Natürlich sei nicht von der Hand zu weisen, dass dabei Grundwasserschichten in Mitleidenschaft gezogen worden sein könnten, räumen die Vertreter des Wasserwirtschaftsamts ein. Nahe der Stuttgarter Straße sei bis in eine Tiefe von 130 Metern gebohrt worden, am Hans-Thoma-Weg bis zu 80 Meter. In beiden Gebieten hätten die Bohrwerkzeuge wohl Schichten von Gipskeuper erreicht. Dieser quelle auf, wenn Wasser eindringe, erklärt Weinbrecht. Im Kreis Böblingen, in dem es 800 Erdwärmestandorte gibt, ist es aus diesem Grund bisher schon in Leonberg und Renningen zu Schäden gekommen.

Nach den ersten Probemessungen sollen laut den Wasserwirtschaftsexperten allerdings weitere Untersuchungen vorgenommen werden.
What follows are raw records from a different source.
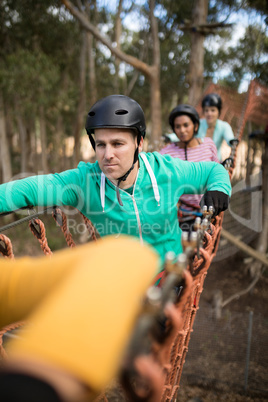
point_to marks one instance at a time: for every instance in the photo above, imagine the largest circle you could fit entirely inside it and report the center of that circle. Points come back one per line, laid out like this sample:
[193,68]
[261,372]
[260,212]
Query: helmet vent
[121,112]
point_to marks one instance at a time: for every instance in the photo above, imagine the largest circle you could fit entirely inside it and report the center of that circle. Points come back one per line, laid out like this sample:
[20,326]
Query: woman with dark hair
[184,121]
[211,126]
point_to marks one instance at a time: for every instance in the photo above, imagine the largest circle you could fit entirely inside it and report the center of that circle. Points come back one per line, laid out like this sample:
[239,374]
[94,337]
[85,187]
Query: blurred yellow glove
[84,303]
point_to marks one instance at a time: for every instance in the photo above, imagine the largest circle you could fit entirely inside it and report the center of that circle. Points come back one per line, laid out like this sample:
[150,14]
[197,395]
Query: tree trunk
[196,67]
[23,138]
[151,72]
[4,148]
[117,34]
[43,137]
[155,82]
[82,99]
[91,55]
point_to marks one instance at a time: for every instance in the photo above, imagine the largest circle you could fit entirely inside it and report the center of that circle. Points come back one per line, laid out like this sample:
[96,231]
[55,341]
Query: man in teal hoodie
[125,191]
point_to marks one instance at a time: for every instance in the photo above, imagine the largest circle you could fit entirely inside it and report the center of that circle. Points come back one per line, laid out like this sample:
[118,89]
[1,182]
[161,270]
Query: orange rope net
[170,355]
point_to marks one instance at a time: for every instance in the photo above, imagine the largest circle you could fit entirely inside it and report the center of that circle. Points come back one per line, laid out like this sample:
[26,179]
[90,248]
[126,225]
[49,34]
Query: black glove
[217,199]
[228,162]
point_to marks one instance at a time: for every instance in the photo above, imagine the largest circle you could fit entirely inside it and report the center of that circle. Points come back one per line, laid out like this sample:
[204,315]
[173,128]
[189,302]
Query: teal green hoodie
[149,209]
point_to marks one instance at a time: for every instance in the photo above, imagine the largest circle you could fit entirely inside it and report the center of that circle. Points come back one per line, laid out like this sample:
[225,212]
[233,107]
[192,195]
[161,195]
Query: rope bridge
[180,284]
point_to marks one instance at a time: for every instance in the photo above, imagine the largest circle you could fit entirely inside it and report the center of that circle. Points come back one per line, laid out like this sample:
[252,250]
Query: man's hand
[217,199]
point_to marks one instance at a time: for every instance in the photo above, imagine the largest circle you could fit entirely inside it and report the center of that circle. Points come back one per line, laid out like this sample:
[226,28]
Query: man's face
[115,148]
[184,128]
[211,114]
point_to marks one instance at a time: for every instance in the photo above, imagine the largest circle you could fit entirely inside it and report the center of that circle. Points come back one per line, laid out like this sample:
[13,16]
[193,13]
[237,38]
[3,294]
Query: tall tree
[152,72]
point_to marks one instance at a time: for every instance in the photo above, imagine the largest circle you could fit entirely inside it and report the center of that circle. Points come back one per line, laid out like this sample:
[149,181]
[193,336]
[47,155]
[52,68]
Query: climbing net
[181,282]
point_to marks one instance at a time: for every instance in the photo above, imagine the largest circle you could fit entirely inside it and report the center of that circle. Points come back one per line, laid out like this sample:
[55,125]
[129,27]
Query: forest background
[58,57]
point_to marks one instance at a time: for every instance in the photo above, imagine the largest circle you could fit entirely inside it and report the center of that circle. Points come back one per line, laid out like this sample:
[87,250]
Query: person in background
[184,121]
[126,191]
[211,126]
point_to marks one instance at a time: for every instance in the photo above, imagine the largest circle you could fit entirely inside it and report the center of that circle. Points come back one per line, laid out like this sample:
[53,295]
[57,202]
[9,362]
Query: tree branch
[133,61]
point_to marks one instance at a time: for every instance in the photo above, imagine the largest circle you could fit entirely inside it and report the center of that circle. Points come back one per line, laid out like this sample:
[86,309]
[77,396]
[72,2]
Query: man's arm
[44,190]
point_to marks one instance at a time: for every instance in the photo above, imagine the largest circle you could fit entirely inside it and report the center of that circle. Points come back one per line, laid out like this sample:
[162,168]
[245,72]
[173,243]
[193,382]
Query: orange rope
[61,220]
[10,327]
[92,231]
[38,230]
[6,247]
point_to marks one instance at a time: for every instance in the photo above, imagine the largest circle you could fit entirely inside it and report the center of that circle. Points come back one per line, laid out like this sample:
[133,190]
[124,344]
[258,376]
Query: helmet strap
[92,141]
[125,176]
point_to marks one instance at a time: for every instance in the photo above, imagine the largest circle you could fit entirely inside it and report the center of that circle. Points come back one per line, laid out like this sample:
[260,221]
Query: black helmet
[184,110]
[212,99]
[115,111]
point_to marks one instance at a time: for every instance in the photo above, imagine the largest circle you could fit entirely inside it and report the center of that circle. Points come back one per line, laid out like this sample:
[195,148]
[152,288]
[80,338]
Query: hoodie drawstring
[152,177]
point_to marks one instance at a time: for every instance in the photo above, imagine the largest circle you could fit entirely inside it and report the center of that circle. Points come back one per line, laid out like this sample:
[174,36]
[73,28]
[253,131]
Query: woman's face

Dabei würden natürliche Veränderungen im Grundwasser ebenfalls in Betracht gezogen. „Eigentlich sind Risse an Häusern nicht ungewöhnlich“, versucht Weinbrecht zu beschwichtigen. Sie könnten durch nicht fachgerechte Gründungen auf unterschiedlich tragfähigem Boden oder bei Spannungen zwischen unterschiedlichen Baustoffen entstehen. Oft kämen auch noch andere natürliche Ursachen infrage, etwa Baumwurzeln, die zu eng an Häusern liegen, diese anheben oder dem Erdreich Wasser entziehen.

Der Landrat hat den betroffenen Hausbesitzern die Unterstützung des Kreises zugesagt. Im Oktober will er sie alle an einen Tisch bitten, um die Lage und die weitere Vorgehensweise zu erörtern.